[From the Fan Posts, Jeri Favis takes a moment to appreciate the Pacers home run swing in the second round of the 2010 NBA Draft.]
After quite a number of highlight reel plays, triple-doubles and dance moves, it's safe to say that many NBA fans know who Lance Stephenson is. Whether you're a Pacer fan appreciating his transformation from scrub to stud, or a casual observer who finds it surprising and/or strange that the answer to the question "Who has the most triple doubles in 2013-2014?" isn't LeBron James or Chris Paul or insert-name-of-other-superstar-on-another-team, or a fan of an NBA team that Lance has put the moves on, you've probably encountered Lance in one way or another.
You almost didn't. Lance Stephenson's rise should not have happened. The odds were never in his favor. That's just the norm for NBA second round draft picks.
Lance Stephenson was the 40th pick of the 2010 NBA Draft. He was the second of three choices Indiana made that night - Paul George the first with the 10th pick and Ryan Reid the third with the 57th pick. Reid was traded on draft night for Magnum Rolle, and neither has made an impact on the Pacers since. That Paul George guy is still around though, doing things like this.
Make a quick scan of the 2010 Draft Class and you'll definitely see some recognizable names at the top like George, John Wall, DeMarcus Cousins, Gordon Hayward. Because he was taken in the second round, Lance's name was far from those aforementioned lottery picks. He was much closer to guys like Lazar Hayward (30th), Armon Johnson (34th), Terrico White (36th) and Darrington Hobson (37th). Yes, those ex-NBA players. And if you look at some of the other draftees taken in the first round, you'll see household names like Luke Babbit (16th), Kevin Seraphin (17th), Craig Brackins (21st) and Daniel Orton (29th). Again, Lance was taken with the 40th pick.
Pacer fans know this and revel in it. They know how well it's worked out for Indiana since that night. They know that it was a miracle to pull a player like Lance out of the hat after the other NBA teams 38 chances to take him before they did.
It wasn't all luck, sure. Thorough research and preparation came into play. Having a basketball Legend make the choices couldn't have hurt, either. But in the past ten years (excluding the 2012 and 2013 drafts since those players are still sophomores and rookies), most players taken in the second round are almost all average to good. Take a look:
2010 - Lance Stephenson
That's 34 players who were selected in the second round from 2004 to 2011 who can actually make a difference* in the league - and some of the choices are stretching it! Last year's Defensive Player of the Year, Marc Gasol, is the only All-Star and the only All-NBAer. The rest have been good players on bad teams and role players on good ones.** The Indiana Pacers landed one that could potentially swing the title their way with his fearless play, amazing skill with the ball and a determination to win at all costs. And, yes, no one else from the second round of the 2010 draft makes the list.

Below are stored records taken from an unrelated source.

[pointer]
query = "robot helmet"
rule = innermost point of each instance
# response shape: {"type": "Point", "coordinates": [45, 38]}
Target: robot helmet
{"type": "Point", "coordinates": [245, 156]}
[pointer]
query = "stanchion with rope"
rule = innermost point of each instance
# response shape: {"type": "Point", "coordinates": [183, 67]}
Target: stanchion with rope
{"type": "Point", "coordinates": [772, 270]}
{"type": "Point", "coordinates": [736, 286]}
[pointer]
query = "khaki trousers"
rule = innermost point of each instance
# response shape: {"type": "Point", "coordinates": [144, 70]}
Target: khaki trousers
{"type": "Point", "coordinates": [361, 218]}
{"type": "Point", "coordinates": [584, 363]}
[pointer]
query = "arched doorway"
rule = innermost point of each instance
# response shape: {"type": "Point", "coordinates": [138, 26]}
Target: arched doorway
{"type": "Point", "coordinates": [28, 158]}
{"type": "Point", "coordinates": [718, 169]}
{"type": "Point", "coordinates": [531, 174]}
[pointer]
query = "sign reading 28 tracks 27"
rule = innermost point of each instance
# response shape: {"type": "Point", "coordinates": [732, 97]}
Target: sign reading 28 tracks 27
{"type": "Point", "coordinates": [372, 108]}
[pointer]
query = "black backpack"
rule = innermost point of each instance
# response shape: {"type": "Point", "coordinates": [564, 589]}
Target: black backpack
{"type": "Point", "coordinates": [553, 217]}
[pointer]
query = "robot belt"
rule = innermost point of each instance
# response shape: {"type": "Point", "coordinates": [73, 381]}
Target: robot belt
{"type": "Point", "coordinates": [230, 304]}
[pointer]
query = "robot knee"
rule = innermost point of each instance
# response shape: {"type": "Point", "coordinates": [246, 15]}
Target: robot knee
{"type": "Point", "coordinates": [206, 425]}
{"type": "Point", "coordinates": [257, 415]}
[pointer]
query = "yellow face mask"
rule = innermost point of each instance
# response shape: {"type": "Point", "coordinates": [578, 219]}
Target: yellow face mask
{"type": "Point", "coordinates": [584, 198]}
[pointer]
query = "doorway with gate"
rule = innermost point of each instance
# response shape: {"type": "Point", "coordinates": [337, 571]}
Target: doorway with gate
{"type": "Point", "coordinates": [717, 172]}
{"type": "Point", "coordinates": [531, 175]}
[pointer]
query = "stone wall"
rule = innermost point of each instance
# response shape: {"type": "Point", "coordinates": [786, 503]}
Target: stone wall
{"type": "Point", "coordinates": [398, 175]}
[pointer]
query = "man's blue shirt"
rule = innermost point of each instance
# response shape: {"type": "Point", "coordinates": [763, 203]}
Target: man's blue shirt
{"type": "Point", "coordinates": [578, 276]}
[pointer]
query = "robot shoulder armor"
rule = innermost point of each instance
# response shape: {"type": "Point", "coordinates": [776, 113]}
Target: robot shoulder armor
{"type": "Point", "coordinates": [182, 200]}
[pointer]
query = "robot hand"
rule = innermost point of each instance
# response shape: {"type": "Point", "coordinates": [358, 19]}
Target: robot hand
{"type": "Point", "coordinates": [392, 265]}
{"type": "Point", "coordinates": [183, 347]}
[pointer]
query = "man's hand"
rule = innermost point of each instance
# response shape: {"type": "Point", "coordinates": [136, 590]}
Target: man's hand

Again, choosing a player is only part of the equation. The team has to develop a system to cultivate the individual, while the player needs to adhere to the plan and continuously improve himself. But as history shows, those instances of a player bucking the trend do not come often. Indiana waded through the murky waters of the second round of the draft and pulled out Lance Stephenson and somehow, the two parties made it work. He is averaging 13.9 PPG, 6.8 RPG and 5.2 APG as the starting shooting guard for the number one team in the NBA. He has three triple-doubles this season already. He scored 25 points masquerading as a bull (just ask Carmelo Anthony) in the deciding game of last season's Eastern Conference Semi-Finals. He is a threat to pull off these kinds of plays every night. And it was nothing short of a miracle that the Pacers found a player of his talent in the second round of the draft.
*I realize "make a difference" is a little nebulous, but for my purposes, these are players who can become part of a rotation, have the capacity to be a serviceable starter and make a substantial contribution to an NBA team. Again, for some of these guys, I'm stretching it. And I didn't include any 2012 or 2013 draftees since it's still too early into their careers.
**Although, Dragic and Ellis are making strong cases for All-Star status this year, and Isaiah Thomas, Chandler Parsons, Nikola Pekovic and DeAndre Jordan could potentially make it as well in the future.
***Forgot to include Chandler Parsons in my initial post. My bad, he's one of my favorite players and one of the first guys I thought of when thinking about second round studs.